Here's how I optimized png.rb to make PNG saving over 100 times faster using RubyInline. This is a good model to follow to make any ruby program faster.
The basic steps are to optimizing code are:
ruby-prof is a profiler for ruby that uses event_hook instead of set_trace_func to give a fast profile. It also has a really nifty cross-referenced HTML call graphs that lets you easily spot the slow parts of your code.
ruby-prof comes in gem form, gem install ruby-prof.
Below I've snipped out sections of the ruby-prof's output to show what parts of the profile I found most relevant.
A profiling benchmark is important, your profile results need to be consistent and repeatable. Attempting to profile code that you keep changing will only lead you astray.

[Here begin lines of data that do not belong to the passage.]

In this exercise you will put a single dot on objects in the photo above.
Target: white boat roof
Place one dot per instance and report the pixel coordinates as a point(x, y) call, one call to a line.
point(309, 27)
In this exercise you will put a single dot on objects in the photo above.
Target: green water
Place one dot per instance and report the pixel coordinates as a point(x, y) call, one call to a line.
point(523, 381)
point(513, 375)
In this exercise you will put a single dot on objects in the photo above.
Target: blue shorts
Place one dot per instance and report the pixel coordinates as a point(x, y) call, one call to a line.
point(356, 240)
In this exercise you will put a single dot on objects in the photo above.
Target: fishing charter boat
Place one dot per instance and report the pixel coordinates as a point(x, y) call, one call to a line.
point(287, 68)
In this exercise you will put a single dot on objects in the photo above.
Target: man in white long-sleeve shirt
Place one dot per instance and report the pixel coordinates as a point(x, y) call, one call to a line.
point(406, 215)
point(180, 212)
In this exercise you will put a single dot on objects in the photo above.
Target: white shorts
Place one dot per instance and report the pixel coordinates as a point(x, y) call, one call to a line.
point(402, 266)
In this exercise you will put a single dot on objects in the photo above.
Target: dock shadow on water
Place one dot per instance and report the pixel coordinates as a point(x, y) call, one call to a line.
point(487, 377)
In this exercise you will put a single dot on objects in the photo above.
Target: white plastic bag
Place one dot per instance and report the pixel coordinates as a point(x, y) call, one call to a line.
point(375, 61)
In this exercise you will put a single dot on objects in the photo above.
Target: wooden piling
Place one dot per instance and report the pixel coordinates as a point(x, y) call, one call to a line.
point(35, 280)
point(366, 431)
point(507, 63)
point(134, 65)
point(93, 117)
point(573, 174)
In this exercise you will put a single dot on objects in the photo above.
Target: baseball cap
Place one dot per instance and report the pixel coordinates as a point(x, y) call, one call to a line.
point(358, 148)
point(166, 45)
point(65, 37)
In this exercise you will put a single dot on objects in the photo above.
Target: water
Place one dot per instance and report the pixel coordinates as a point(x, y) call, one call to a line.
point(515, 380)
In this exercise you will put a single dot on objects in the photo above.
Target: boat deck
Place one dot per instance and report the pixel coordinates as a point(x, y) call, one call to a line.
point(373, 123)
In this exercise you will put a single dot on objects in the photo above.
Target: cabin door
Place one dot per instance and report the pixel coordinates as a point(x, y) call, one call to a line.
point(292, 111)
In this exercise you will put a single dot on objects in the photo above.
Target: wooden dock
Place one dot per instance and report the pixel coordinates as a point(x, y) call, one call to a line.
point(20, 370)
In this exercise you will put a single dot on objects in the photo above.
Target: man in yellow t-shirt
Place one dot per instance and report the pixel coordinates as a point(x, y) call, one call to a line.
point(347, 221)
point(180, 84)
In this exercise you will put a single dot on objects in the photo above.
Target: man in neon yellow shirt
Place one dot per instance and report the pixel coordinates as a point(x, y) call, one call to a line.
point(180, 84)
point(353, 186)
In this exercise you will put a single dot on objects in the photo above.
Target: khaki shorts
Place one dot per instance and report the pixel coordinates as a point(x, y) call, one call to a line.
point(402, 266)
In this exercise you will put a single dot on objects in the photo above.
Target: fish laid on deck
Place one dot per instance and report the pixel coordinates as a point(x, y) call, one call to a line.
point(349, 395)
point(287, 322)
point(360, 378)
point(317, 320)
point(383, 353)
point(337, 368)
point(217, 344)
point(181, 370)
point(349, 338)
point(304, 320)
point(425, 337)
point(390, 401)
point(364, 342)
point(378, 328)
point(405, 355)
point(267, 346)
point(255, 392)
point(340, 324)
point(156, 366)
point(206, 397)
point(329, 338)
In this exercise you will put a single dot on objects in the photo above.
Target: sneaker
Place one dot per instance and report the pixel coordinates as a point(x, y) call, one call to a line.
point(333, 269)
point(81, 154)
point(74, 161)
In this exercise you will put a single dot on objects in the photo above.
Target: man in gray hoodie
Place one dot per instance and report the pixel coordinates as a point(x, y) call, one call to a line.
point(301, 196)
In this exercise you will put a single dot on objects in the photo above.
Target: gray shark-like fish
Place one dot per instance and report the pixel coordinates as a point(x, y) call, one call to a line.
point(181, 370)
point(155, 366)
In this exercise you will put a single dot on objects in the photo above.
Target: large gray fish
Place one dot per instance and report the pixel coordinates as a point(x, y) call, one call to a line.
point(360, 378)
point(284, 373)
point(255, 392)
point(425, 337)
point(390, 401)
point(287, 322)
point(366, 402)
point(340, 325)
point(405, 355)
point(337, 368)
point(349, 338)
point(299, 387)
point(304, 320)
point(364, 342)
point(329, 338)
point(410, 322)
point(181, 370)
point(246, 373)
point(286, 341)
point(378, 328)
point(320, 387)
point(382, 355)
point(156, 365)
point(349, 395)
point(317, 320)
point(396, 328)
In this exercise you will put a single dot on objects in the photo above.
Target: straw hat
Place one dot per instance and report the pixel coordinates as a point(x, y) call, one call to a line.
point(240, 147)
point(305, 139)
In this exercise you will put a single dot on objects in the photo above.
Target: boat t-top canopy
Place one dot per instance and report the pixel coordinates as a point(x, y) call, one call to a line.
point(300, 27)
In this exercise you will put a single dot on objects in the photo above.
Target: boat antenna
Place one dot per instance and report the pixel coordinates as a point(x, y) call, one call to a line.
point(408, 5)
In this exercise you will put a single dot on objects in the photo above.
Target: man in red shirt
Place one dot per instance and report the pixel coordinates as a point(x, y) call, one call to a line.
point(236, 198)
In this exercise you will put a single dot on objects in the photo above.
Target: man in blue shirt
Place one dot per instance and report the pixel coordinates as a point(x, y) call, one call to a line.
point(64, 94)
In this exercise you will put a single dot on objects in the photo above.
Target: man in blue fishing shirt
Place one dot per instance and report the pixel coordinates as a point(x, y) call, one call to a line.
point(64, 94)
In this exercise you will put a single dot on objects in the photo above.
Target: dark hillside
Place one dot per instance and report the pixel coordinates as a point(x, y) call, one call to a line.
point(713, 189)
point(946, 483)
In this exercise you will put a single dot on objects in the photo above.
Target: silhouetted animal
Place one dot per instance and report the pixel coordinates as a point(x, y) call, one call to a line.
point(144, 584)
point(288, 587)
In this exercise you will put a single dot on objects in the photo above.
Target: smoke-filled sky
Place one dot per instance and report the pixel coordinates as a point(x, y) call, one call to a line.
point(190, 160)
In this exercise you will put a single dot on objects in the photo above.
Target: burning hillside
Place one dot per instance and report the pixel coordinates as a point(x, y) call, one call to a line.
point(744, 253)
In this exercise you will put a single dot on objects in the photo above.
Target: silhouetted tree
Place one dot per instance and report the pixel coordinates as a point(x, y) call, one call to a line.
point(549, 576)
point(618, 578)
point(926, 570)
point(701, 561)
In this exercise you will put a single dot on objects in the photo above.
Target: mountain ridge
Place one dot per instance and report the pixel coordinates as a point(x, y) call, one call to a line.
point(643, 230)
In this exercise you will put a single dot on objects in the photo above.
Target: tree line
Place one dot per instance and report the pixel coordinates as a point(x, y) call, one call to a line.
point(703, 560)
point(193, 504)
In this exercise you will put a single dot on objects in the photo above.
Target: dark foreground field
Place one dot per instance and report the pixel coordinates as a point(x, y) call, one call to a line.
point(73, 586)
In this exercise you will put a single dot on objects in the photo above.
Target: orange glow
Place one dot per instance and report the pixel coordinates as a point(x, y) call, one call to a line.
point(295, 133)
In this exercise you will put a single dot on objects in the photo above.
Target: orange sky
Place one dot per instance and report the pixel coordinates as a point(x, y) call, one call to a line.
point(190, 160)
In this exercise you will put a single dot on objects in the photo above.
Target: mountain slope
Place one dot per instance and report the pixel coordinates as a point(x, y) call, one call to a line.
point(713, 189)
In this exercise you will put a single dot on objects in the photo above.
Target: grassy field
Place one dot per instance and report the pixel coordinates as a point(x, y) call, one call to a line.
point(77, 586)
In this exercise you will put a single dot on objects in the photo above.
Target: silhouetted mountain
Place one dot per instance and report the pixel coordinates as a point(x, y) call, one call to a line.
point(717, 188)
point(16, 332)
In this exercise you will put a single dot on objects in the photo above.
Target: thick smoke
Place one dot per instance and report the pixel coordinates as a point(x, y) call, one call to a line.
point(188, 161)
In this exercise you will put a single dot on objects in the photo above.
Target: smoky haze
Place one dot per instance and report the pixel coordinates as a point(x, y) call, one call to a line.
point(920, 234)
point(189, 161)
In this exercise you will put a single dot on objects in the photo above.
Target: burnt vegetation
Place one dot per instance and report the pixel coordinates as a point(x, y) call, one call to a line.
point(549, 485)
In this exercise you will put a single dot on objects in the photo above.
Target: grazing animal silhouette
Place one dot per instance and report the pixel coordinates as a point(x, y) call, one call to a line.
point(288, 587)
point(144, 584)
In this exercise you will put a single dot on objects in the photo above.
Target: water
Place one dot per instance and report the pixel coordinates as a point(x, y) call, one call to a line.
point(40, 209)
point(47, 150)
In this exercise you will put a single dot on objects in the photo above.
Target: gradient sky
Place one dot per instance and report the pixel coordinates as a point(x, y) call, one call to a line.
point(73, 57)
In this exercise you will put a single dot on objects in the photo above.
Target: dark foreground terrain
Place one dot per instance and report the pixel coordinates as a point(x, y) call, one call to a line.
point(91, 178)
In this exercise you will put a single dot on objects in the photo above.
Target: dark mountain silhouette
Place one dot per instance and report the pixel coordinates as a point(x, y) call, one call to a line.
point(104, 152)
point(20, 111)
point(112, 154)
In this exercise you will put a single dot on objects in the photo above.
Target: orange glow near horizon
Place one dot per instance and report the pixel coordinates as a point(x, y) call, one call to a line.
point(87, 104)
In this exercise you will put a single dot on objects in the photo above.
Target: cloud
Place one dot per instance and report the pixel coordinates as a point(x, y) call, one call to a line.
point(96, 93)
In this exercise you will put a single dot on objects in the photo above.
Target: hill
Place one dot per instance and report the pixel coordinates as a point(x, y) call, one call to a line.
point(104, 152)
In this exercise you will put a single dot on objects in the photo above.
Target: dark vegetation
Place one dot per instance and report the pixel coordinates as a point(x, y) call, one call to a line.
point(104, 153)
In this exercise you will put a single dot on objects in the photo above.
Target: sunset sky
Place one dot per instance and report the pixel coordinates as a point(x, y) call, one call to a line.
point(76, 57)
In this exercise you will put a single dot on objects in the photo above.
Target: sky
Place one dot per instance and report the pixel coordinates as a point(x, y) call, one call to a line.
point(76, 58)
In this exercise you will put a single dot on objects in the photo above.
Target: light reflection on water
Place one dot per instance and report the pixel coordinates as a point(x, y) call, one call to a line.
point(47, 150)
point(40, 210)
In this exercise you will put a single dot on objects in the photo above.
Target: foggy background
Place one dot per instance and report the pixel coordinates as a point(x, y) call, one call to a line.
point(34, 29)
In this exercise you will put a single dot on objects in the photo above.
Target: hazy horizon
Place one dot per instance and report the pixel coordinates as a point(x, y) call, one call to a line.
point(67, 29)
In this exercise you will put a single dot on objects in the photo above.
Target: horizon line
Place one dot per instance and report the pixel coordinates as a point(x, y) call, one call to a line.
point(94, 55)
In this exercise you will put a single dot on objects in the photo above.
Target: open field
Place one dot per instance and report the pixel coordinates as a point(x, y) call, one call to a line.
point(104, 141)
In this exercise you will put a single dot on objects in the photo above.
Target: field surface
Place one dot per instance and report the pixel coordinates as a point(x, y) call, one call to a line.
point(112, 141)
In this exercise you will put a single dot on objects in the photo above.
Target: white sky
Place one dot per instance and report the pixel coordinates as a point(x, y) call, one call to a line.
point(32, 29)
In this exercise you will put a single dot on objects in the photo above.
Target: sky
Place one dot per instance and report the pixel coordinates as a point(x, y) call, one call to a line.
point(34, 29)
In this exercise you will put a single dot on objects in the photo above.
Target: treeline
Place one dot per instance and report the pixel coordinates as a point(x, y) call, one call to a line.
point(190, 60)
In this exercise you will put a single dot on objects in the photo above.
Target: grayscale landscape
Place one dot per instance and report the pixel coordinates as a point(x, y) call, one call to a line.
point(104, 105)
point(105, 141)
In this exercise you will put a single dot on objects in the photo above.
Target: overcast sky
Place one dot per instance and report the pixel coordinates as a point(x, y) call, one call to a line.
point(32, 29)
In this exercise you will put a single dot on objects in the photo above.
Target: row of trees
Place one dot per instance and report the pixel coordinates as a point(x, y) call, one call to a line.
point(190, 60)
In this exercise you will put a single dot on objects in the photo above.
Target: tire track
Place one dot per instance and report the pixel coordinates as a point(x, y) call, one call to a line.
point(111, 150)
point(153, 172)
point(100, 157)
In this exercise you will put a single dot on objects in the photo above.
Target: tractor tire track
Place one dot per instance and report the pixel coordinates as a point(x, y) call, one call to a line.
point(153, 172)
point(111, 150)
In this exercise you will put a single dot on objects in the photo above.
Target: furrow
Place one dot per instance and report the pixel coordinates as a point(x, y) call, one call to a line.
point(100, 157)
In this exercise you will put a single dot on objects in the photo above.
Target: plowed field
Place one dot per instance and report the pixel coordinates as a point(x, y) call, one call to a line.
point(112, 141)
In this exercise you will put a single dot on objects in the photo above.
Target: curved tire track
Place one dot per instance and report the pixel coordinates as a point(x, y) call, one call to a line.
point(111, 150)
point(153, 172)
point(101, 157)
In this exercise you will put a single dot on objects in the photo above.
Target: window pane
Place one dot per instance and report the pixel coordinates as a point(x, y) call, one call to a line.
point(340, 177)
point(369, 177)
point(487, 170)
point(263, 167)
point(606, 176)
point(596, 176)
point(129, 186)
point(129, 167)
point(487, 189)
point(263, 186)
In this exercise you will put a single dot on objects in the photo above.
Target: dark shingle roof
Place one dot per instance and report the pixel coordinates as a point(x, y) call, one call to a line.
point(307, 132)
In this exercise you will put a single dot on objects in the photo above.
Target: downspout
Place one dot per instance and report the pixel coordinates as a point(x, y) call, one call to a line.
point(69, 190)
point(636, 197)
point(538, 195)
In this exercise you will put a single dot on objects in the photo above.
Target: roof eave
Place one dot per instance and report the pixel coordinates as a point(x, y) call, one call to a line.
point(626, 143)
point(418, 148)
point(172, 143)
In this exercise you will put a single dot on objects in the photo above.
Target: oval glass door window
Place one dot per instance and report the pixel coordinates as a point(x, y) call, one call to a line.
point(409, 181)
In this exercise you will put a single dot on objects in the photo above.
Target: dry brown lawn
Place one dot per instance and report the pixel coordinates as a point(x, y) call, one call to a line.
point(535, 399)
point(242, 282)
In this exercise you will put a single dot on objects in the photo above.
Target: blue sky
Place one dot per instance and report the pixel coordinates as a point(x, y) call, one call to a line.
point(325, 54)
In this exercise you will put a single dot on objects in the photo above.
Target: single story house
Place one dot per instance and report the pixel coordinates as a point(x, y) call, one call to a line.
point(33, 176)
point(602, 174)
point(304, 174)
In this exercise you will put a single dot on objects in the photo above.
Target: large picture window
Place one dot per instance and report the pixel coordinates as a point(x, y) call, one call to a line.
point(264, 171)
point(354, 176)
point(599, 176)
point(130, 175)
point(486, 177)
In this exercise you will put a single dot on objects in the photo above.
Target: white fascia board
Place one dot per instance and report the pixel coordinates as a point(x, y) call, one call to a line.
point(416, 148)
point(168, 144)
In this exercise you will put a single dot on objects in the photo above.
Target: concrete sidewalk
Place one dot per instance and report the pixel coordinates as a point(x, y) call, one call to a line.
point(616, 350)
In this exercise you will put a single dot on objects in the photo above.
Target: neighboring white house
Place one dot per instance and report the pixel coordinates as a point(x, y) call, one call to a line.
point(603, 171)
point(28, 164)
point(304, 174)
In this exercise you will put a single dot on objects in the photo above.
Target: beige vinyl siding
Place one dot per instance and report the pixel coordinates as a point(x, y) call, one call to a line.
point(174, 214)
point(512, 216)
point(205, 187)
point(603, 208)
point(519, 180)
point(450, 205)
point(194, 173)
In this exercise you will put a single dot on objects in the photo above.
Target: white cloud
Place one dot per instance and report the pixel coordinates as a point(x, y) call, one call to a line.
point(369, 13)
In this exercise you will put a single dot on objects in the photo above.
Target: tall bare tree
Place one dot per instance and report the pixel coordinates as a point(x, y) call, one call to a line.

I used this code as my profiling benchmark:
require 'png'
class PNGProfile
def draw
canvas = PNG::Canvas.new 400, 400
png = PNG.new canvas
png.to_blob
end
end
pp = PNGProfile.new
10.times do pp.draw end
I used two commands to benchmark this code:
time ruby -Ilib example/profile.rb
For asking the simple question, "is it faster?" and:
rm profile.html; \ ruby -Ilib -S ruby-prof -p graph_html example/profile.rb > profile.html; \ open profile.html
For generating a full profile to see exactly what changed.
RubyInline allows you to easily embed other languages like C into ruby code. It handles argument conversions, shared library initialization, compiling, linking, and loading for you leaving you with nothing to do but write C code.
I'll be using RubyInline to optimize png.rb.
If you want to play along at home, download and unpack png-1.0.0.tgz and save the profile benchmark code into example/.
I also added PNG#to_blob to eliminate the need to write the file to disk, it looks almost exactly like PNG#save:
def to_blob
blob = []
blob << [137, 80, 78, 71, 13, 10, 26, 10].pack("C*") # PNG signature
blob << PNG.chunk('IHDR',
[ @height, @width, @bits, 6, 0, 0, 0 ].pack("N2C5"))
# 0 == filter type code "none"
data = @data.map { |row| [0] + row.map { |p| p.values } }.flatten
blob << PNG.chunk('IDAT', Zlib::Deflate.deflate(data.pack("C*"), 9))
blob << PNG.chunk('IEND', '')
blob.join
end
I added my RubyInline extensions in png.rb and modified png.rb as appropriate, so while you play along you should do that too.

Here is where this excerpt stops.